Carpal Tunnel is a common condition among cruise-ship workers. The company covered the medical costs of Carolina’s surgeries and months of rehabilitation. Univision News attempted to discuss this case with the doctor, the hospital and the cruise line, but they all declined to comment on the matter.

Cruise ships typically offer medical consultations at a small clinic below deck, with a specific schedule of visits and medical professionals commonly from outside the United States. On the Carnival Ecstasy ship, for example, the clinic is small and has a waiting room shared by tourists and employees.

There are cases apparently more complicated than Carolina’s. Earlier this year, lawyer Julio Ayala went to court for a female Filipino worker who suffered complications from gallbladder stones, and ended up having eight surgeries.


La mano de Carolina, una trabajadora de crucero que cargaba platos en comedores, meses después de salir del barco con túnel del carpo severo. Almudena Toral/Univision

The defense said that the employee had warned of her problem while in Fort Lauderdale, Florida, but that she did not see a land-based doctor until seven days later in Cozumel, Mexico. “They performed a surgery that nearly killed her,” says Ayala. The complications resulted in five other operations in Mexico and two more in the Philippines.

“In order to avoid the expense, [the cruise lines] prefer to take the risk of sending patients to foreign ports where medical attention costs a fraction,” adds Ayala, who worked as a lawyer for Carnival for two decades.

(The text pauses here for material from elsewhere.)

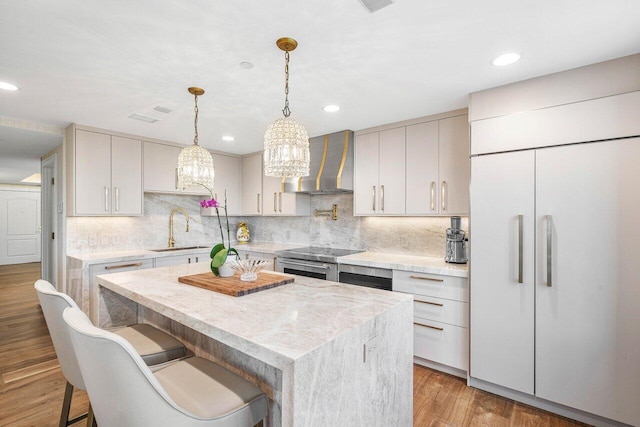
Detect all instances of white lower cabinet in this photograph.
[155,254,211,267]
[392,270,469,376]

Weeks after the Univision interview with the lawyer, the woman’s case went to court. With one vote against (and seven in favor of the worker), there was no unanimous resolution. As in the majority of cases, the prosecutors came to an out-of-court settlement with the cruise line. The figure is confidential.

The lawyer mentioned another case: a Filipino woman who noticed something odd on her chest. The attorney and her client claim that she was examined in Mexico, where doctors didn’t detect any tumors. Four months later she was examined again in Miami: she had stage-four cancer and underwent double mastectomy.

“It’s yet another sad case showing how tragedies can happen to crewmembers when [companies] don’t want to spend money on medical attention,” says the lawyer. He affirms that medical training and sanitary processes are of poorer quality when employees receive care abroad.

A viral but confidential death

The bloody video recorded after José Sandoval Opazo’s death aboard the Carnival Ecstasy was viewed hundreds of thousands of times on social networks.

His family in Italy hired Ayala and his Miami-based law firm, one that’s advertised as “crew advocacy.” Ayala places ads in the vans carrying workers around Miami during their time off, distributes pens with the name of his website in the bars where employees go to blow off steam, and has an active Facebook group. The industry has publicly accused these firms of demonizing the cruise-ship business and enriching themselves at their expense.

Miami’s downtown is full of these law firms, dealing with the labor problems of cruise industry workers. The lawyers in these firms are acquainted with the legal teams of cruise lines, and even exchange text messages with them.

Sandoval Opazo had two months left before retirement when he died in the elevator. According to his family’s lawyer, Carnival concluded that the cause was human error by the employee. The family in Italy and the lawyer in Miami finally gave up on the idea of going to trial for lack of other testimonies. Compensation under maritime law is minimal, so they discarded the option of going to court.

The authorities will not investigate his death. The family reached a settlement with Carnival. It’s also confidential.